Farm Lease Follies

May 14, 2010 | Erin Herbold

Farm lease arrangements can give rise to numerous legal issues.  While it is almost always best to have a written agreement so as to minimize the potential legal problems that can arise, a written agreement doesn’t prevent disputes. 

Here, the tenants had leased 180 acres from the landlord since 2002 via annual written lease agreements. The parties entered into one-year written lease agreements every year from 2002 through 2006.  Each year, the landlord would send the tenant a proposed lease in January or February and the tenant would sign the lease and return it to the landlord with a deposit.  Each lease was for the particular “crop year” and did not contain any automatic renewal or extension option.  For the 2006 crop year, the landlord’s proposed lease included a $3.00 per acre increase in rent. The tenants signed and returned the lease agreement along with the normal $1000 deposit, but included a letter advising the landlord that they would like to be notified of any proposed rental increase by October 1 of the current crop year because they routinely applied fall fertilizer after harvest.  The tenants farmed the ground for the 2006 crop year and applied fertilizer again after the fall 2006 harvest in anticipation that they would be farming the ground again for the 2007 crop year.

This is the point at which confusion set in.  The landlord claimed that he had two telephone conversations with one of the tenants during the 2006 crop year, in which that tenant indicated that they would not be continuing to rent the ground. The tenants denied that these phone conversations ever took place. As mentioned above, the tenants spread fertilizer in the fall of 2006 in accordance with their usual practice.  By late February 2007, the tenants still had not received a proposed lease from the landlord so they sent try contacting the landlord by phone.  When that was unsuccessful, they sent a letter to the landlord notifying the landlord that they hadn’t received a proposed lease. The tenants sent the normal $1000 deposit by certified mail in April 2007 along with a letter requesting a meeting with the landlord. On May 1, 2007, the tenants planted their crop.

The very next day later, the landlord notified the tenants that he had already executed a land rental agreement with another farmer in January of 2007, and claimed that he had given proper notice of termination via the telephone conversations.  Understandably upset, the tenants filed suit against the landlord for breach of contract. At trial, the jury awarded the tenants damages in the amount of roughly $35,000.00. The landowner appealed the jury’s ruling.    

The landowner argued, on appeal, that the facts did not support the jury’s finding that a land rental agreement ever existed, that comments made by the renter’s attorney at trial entitled him to a new trial altogether, and that the damages awarded at trial were excessive. The Minnesota Court of Appeals disagreed and affirmed the trial court’s ruling.  

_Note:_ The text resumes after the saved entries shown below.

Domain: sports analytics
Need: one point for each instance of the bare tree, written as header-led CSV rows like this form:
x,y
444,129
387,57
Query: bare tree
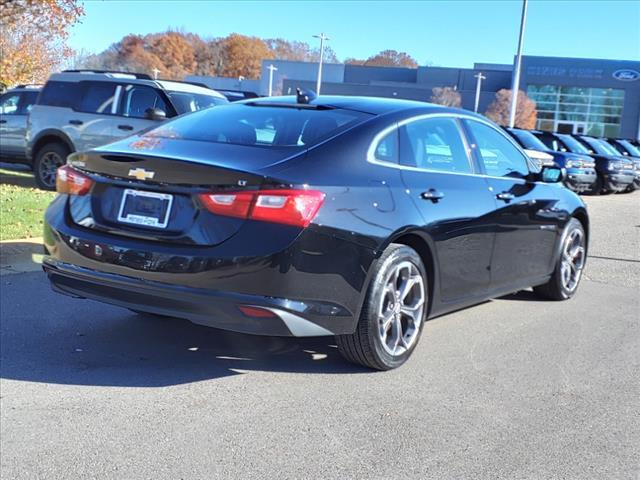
x,y
446,96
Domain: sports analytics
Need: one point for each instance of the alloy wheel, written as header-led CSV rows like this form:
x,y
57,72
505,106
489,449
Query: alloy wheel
x,y
401,308
572,262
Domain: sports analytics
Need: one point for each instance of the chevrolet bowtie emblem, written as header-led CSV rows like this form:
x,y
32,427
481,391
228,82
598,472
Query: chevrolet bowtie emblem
x,y
141,174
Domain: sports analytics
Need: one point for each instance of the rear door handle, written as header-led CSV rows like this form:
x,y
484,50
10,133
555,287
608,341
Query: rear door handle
x,y
505,196
433,195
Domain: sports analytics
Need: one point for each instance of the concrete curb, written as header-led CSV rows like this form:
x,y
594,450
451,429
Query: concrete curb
x,y
20,256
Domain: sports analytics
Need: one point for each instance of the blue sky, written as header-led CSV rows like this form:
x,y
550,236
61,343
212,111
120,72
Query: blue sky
x,y
451,34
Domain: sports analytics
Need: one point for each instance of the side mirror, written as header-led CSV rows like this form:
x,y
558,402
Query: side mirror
x,y
552,174
155,114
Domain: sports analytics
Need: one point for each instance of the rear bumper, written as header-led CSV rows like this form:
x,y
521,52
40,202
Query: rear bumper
x,y
314,286
204,307
581,179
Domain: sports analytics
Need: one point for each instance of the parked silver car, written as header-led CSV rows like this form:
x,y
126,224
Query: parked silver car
x,y
15,105
80,110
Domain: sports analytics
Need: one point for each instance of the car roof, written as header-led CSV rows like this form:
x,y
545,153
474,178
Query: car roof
x,y
187,88
373,105
135,78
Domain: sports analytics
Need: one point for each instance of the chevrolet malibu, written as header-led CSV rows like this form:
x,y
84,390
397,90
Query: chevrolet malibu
x,y
301,216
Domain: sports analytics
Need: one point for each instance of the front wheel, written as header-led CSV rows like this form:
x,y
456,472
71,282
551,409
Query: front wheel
x,y
393,314
568,272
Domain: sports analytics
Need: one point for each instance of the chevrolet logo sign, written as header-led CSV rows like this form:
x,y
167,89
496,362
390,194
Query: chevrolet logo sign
x,y
141,174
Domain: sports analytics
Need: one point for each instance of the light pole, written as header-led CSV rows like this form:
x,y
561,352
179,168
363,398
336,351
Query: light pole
x,y
322,38
271,69
480,77
516,71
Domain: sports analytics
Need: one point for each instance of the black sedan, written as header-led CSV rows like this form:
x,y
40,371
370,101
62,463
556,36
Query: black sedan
x,y
345,216
631,152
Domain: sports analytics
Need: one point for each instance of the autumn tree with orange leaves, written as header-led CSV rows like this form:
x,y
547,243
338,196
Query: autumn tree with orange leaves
x,y
33,36
526,113
386,58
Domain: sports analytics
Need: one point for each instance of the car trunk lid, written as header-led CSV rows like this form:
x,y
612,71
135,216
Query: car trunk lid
x,y
151,192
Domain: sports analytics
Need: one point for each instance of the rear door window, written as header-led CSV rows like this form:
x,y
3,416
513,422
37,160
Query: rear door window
x,y
9,104
387,148
500,157
434,144
26,102
60,94
98,97
137,99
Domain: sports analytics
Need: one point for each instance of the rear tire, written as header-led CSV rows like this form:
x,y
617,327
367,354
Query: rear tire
x,y
47,160
564,282
393,314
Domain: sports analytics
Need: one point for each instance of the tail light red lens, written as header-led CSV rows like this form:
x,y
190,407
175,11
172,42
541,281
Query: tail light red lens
x,y
256,312
71,182
289,207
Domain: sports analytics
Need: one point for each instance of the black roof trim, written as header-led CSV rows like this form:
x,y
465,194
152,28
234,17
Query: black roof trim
x,y
140,76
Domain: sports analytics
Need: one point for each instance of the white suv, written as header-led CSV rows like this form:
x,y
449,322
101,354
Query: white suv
x,y
79,110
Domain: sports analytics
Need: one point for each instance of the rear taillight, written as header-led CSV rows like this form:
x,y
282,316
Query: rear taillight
x,y
71,182
289,207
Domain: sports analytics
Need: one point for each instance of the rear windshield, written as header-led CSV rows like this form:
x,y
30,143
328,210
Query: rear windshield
x,y
186,102
267,126
632,149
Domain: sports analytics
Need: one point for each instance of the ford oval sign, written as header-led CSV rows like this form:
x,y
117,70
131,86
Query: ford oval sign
x,y
626,75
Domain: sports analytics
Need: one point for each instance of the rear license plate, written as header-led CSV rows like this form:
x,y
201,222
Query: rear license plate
x,y
148,209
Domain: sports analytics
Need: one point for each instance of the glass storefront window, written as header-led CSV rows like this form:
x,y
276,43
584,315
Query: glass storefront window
x,y
595,111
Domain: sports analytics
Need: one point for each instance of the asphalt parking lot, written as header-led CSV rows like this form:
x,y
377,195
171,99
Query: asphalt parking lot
x,y
513,388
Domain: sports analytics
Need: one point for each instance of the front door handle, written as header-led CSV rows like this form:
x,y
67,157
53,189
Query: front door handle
x,y
433,195
505,196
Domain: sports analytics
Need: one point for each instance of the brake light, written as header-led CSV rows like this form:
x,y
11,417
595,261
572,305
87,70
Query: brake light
x,y
228,204
71,182
289,207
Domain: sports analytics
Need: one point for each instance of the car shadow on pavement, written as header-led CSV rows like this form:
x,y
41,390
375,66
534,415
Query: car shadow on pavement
x,y
121,348
523,296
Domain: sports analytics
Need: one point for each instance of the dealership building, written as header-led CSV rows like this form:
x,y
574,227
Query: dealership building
x,y
573,95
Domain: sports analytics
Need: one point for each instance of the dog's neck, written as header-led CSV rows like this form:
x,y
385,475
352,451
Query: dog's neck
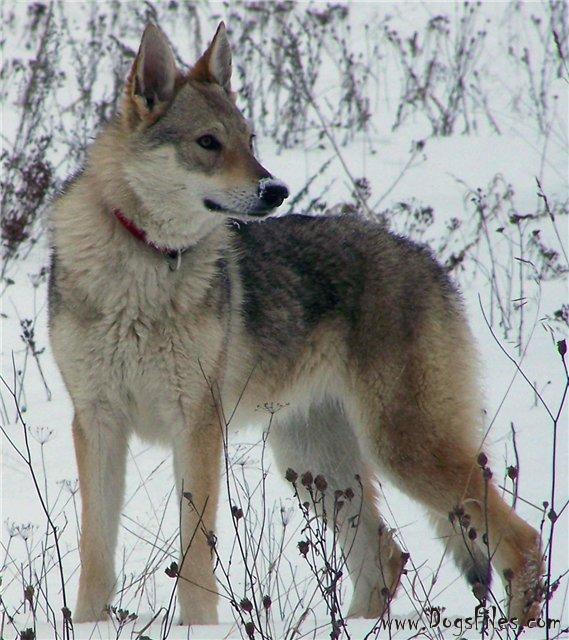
x,y
173,256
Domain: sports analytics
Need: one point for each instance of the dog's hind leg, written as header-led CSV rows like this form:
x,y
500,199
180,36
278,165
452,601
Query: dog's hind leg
x,y
422,428
321,441
468,555
197,459
101,457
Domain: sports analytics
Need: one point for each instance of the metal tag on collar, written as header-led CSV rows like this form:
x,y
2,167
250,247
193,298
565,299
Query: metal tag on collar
x,y
174,259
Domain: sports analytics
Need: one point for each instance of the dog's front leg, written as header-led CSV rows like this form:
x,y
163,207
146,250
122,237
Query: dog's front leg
x,y
101,457
197,451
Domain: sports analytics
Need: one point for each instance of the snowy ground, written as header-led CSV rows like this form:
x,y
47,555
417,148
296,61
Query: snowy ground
x,y
150,506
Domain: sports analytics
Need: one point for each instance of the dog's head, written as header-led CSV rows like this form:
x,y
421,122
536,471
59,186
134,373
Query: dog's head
x,y
190,153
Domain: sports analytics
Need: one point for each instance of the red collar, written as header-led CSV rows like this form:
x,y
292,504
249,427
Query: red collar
x,y
140,234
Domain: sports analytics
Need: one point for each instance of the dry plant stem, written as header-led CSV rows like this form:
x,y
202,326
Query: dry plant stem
x,y
67,625
553,517
541,194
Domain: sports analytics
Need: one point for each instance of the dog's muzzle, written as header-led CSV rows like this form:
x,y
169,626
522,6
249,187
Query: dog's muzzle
x,y
272,192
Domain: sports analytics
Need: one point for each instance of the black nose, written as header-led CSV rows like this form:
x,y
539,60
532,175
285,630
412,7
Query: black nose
x,y
273,193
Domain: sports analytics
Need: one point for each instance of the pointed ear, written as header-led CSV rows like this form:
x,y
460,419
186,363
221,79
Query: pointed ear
x,y
152,80
215,63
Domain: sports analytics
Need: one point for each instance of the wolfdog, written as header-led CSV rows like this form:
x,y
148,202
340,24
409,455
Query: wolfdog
x,y
167,283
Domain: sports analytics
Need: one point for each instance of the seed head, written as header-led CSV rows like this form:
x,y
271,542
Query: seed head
x,y
307,479
291,475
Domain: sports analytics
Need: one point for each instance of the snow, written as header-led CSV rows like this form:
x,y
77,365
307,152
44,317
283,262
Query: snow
x,y
437,178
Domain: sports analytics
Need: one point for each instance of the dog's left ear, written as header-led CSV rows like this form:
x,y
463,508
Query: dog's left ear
x,y
153,78
215,64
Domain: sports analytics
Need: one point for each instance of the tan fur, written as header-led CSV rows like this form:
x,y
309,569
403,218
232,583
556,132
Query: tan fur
x,y
359,335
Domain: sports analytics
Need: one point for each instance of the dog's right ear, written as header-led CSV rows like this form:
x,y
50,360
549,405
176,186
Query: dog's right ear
x,y
152,80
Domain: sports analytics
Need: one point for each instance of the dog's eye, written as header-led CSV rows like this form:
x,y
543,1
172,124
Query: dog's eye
x,y
211,143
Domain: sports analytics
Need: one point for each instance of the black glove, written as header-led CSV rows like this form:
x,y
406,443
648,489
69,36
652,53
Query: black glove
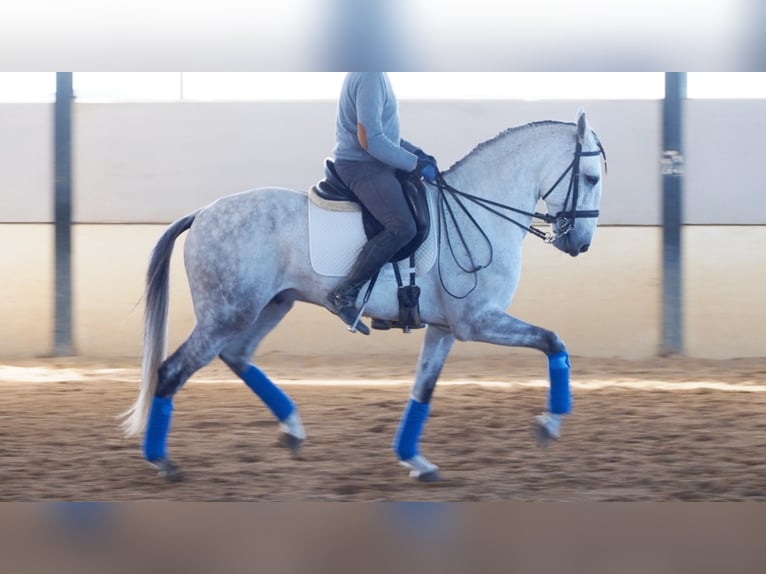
x,y
427,168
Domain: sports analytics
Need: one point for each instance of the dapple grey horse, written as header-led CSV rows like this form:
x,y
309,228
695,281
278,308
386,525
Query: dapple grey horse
x,y
247,260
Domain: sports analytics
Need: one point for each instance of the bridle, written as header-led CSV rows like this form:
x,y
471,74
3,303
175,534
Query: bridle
x,y
561,224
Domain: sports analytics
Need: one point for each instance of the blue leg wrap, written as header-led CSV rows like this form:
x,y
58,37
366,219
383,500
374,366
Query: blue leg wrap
x,y
560,397
411,426
156,436
274,397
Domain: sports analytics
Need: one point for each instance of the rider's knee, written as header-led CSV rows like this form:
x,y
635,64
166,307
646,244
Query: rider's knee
x,y
404,231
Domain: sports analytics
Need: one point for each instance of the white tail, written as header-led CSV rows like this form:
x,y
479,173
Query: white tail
x,y
155,325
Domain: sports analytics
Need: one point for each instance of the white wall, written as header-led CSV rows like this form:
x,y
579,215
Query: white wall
x,y
140,166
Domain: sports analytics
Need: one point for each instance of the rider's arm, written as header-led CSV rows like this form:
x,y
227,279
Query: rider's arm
x,y
370,100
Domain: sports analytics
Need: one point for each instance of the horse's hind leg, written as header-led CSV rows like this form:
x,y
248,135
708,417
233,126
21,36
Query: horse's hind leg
x,y
436,346
197,351
502,329
237,355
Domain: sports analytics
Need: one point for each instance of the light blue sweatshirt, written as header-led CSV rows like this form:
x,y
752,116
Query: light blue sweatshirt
x,y
367,98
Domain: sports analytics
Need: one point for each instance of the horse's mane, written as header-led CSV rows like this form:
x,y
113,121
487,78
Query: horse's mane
x,y
506,133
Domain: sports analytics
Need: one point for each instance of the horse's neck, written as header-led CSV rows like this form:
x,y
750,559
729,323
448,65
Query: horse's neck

First, the appellate court discussed contract formation and whether the landlord and original tenant had an implied contract for the 2007 crop year- since they never executed a formal written agreement. The court referenced the Restatement of Contracts (widely-adopted by most states) and indicated that if a party is justified in expecting a certain outcome, silence on the part of the parties may be deemed acceptance of a contractual relationship. When the tenants applied fall fertilizer, sent a $1000 deposit and requested contact with the landlord, the landlord stayed silent. The tenants had a justifiable expectation, based upon prior rental arrangements with the landlord, that they would be farming the land for another crop year.  Thus, the appellate court found that an implied contract existed between the parties. 

Second, the court addressed comments of the tenants’ attorney at trial. The landowner claimed that the attorney’s comments were prejudicial and incited the jury to award an excessive damages award. The attorney did indicate that the new rental agreement was substantially more lucrative than the old agreement with the tenants, however, the landlord did not follow the proper technical procedure required to preserve this argument for appeal. Even though the comments of the tenants’ attorney might have been inflammatory, there was no indication that they influenced the jury’s decision. 
Finally, the appellate court addressed whether the jury’s damages award was, in fact, excessive in light of the evidence. Under Minnesota law, a trial court may grant a new trial to ascertain damages if it appears that the jury was “under the influence of passion or prejudice.” The trial court was in the best position to assess whether the jury acted inappropriately and did not make such a finding. Thus, the appellate court allowed the jury’s damages verdict to stand. 

This case clearly demonstrates the need for communication between landlord and tenant and the power of the jury in awarding damages. 

The opinion is designated as not for publication.  .Blad v. Parris, A09-908, 2010 Minn. App. Unpub. LEXIS 417 (Minn. Ct. App.  May 11, 2010).